A range of susceptibilities to arsenic trioxide across the NCI-60 tumor cell panel. The GI₅₀ data of 59 tumor cell lines screened for arsenic trioxide-induced cell death are displayed. A total of nine tumor types were screened, including: breast, central nervous system (CNS), colon, leukemia, melanoma, non-small cell lung (NSCL), ovarian, prostate, and renal tumors. For the complete list of tumor cell lines refer to Additional File 1.

Figure 2

Potential gene biomarkers of tumor cell susceptibility to arsenic trioxide. A total of 209 genes (242 gene probes) were identified with significant expression association with tumor cell susceptibility to arsenic trioxide across 58 tumor cell lines (FDR < 0.05). Cell line numbers are displayed on the X-axis. For the complete list of tumor cell lines refer to Additional File 1. Gene expression values were mean centered and high relative expression is indicated in red and low relative expression indicated in blue.

Figure 3

Molecular interactomes and sub-networks associated with tumor cell susceptibility to arsenic trioxide. (A) A large arsenic-susceptibility interactome containing 317 proteins was identified. (B-D) The three most significant cancer and cell death enriched sub-networks within the large interactome were identified. Networks are displayed with symbols representing encoded proteins corresponding to their RNA transcripts that were either highly expressed in arsenic resistant cell lines (green symbols), highly expressed in arsenic sensitive cell lines (red symbols), or associated to the modified transcripts (white symbols). P-values representing the statistical significance of networks are shown.

Figure 4

Baseline expression levels of NRF2 target genes and tumor cell responses to arsenic trioxide. (A) Baseline gene expression levels of eight NRF2 target genes in the NCI-60 tumor cell panel.

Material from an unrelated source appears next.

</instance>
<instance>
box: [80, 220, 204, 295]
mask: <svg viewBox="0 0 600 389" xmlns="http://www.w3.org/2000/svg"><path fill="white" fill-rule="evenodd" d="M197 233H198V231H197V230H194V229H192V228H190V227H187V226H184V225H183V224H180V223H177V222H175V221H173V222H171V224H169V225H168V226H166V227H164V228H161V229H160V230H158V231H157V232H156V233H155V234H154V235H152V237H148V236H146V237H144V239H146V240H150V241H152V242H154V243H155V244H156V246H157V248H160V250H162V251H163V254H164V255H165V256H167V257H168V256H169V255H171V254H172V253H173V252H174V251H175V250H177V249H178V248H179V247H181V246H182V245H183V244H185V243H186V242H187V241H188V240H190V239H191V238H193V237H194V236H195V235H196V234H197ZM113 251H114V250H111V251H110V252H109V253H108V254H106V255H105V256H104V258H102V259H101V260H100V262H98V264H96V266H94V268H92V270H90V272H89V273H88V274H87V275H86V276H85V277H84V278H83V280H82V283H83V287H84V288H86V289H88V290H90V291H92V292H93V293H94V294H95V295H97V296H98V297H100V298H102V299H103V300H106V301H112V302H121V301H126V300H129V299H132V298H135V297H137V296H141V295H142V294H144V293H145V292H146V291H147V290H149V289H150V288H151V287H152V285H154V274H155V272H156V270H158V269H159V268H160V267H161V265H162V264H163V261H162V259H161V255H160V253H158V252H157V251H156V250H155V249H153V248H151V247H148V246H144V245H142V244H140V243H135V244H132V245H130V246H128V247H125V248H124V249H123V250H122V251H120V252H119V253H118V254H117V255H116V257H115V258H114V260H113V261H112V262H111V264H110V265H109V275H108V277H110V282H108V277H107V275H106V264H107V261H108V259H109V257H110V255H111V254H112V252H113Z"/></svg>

For each of the nine tumor types, the average gene expression level was calculated for all the tumor cell lines within this group. The cumulative gene expression levels of the eight target genes were calculated to represent the general gene expression level of that tumor type (Leu = Leukemia; CNS = Central Nervous System; Mel = Melanoma; Ov = Ovarian; NSCL = Non-small Cell Lung; Pro = Prostate). (B) Arsenic-specific log(GI₅₀) values of the NCI-60 tumor cell panel. For each of the nine tumor types, the average log(GI50) was calculated for all the tumor cell lines within this group to represent the general susceptibility of this tumor type to arsenic-induced cytotoxicity.

Figure 5

Decreased NRF2 expression alters tumor cell response to arsenic trioxide. Cells (A549 lung carcinoma) deficient for the expression of NRF2 (NRF2-KD), a scramble shRNA control (scramble), a turbo-GFP control (GFP) were generated using shRNAs and tested for their sensitivity to arsenic trioxide. (A) Cells expressing the NRF2-shRNA have decreased mRNA expression of NRF2 relative to the controls; (B) Cells expressing the NRF2-shRNA have decreased mRNA expression of NQO1, a well known NRF2 target gene; (C) Cells expressing the NRF2-shRNA show no alterations in mRNA expression of β-ACTIN; (D) Cells with decreased expression levels of NRF2 show increased sensitivity to arsenic trioxide induced killing.